The makers of addictive mobile gaming sensation Candy Crush Saga are the target of a class-action lawsuit that claims the company deliberately hid a significant decline in users ahead of its IPO last year.
Filed Tuesday in California Superior Court and only revealed now, the suit from investors Sean Debotte and Michael Nunes accuses London-based King Digital of misleading investors in its federal documents ahead of the company’s initial public offering one year ago. Candy Crush Saga accounts for nearly 80% of King’s business, according to the company’s official IPO filings.
King Digital sold $499.5 million worth of shares to the public last year at $22.50 per share. King executives cashed out millions, as did their financial backers, the lawsuit says.
The dispute centers on King Digital’s IPO prospectus, which is intended to inform the public of the company’s finances in detail. The company claimed 97 million active users who played 1.065 billion average daily games of Candy Crush.
But that figure was in significant decline as once-paying customers began to leave the game, which should have been disclosed at the time of the IPO, according to the lawsuit.
“Unbeknownst to investors, the … representations were materially inaccurate, misleading, and/or incomplete,” the lawsuit states. Debotte and Nunes are seeking class-action status for their lawsuit, meaning other investors who bought King stock under similar circumstances can join in the future.
“We believe the claims are without merit and intend to defend them vigorously,” said a King spokesperson.
Defendants include King Digital, its senior executives and several banks that underwrote the IPO, including JP Morgan, Credit Suisse and Merrill Lynch.

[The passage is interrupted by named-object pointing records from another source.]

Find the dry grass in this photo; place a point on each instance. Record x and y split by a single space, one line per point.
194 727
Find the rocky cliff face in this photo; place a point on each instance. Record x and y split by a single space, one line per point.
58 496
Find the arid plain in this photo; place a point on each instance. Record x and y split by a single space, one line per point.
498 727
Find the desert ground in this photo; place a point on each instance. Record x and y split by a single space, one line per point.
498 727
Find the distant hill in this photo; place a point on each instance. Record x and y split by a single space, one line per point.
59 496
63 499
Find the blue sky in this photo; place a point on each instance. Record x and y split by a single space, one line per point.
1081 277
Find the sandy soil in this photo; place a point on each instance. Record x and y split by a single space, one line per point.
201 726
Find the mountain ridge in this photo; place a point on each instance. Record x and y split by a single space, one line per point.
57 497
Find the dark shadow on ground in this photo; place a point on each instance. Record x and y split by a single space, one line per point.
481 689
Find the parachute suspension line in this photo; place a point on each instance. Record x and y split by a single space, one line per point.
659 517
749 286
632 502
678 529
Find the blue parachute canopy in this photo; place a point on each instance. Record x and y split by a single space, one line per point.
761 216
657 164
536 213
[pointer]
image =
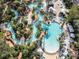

While King Digital’s IPO was a success, its stock price plunged as low as $13 per share after the company announced last May that its monthly paying customers had declined from 12.2 million in the fourth quarter of 2013 to 11.9 million in the first quarter of 2014.
At the time, King executives attributed the slide to the games’ “maturing,” causing fewer occasional players to pay for special features.
Candy Crush Saga “had become a weight on King Digital that was hampering and would continue to hamper the company’s financial results. Accordingly, the price of the company’s shares was artificially and materially inflated at the time of the offering,” the lawsuit reads.
Whatever the outcome, Joost van Dreunen, an analyst at SuperData Research, said that the Candy Crush Saga saga should be a cautionary tale for anyone looking to make a quick buck in the mobile gaming boom.
“Whenever a company goes public, they do everything they can to look as appealing as possible. Given the frenzy around King at the time, it is possible that investors did not fully understand the company’s underlying economics and instead were blinded by the prospect of a fantastic return,” van Dreunen said. “Considering how young the mobile game space really is, it is not surprising that investors don’t have all the necessary experience and safeguards in valuing this type of firm. The only numbers that everyone really seems to trust are the numbers coming from the company directly. However, the notion that financial accounting among entertainment companies is transparent is naive. Making million dollar bets without any third-party data is just silly.”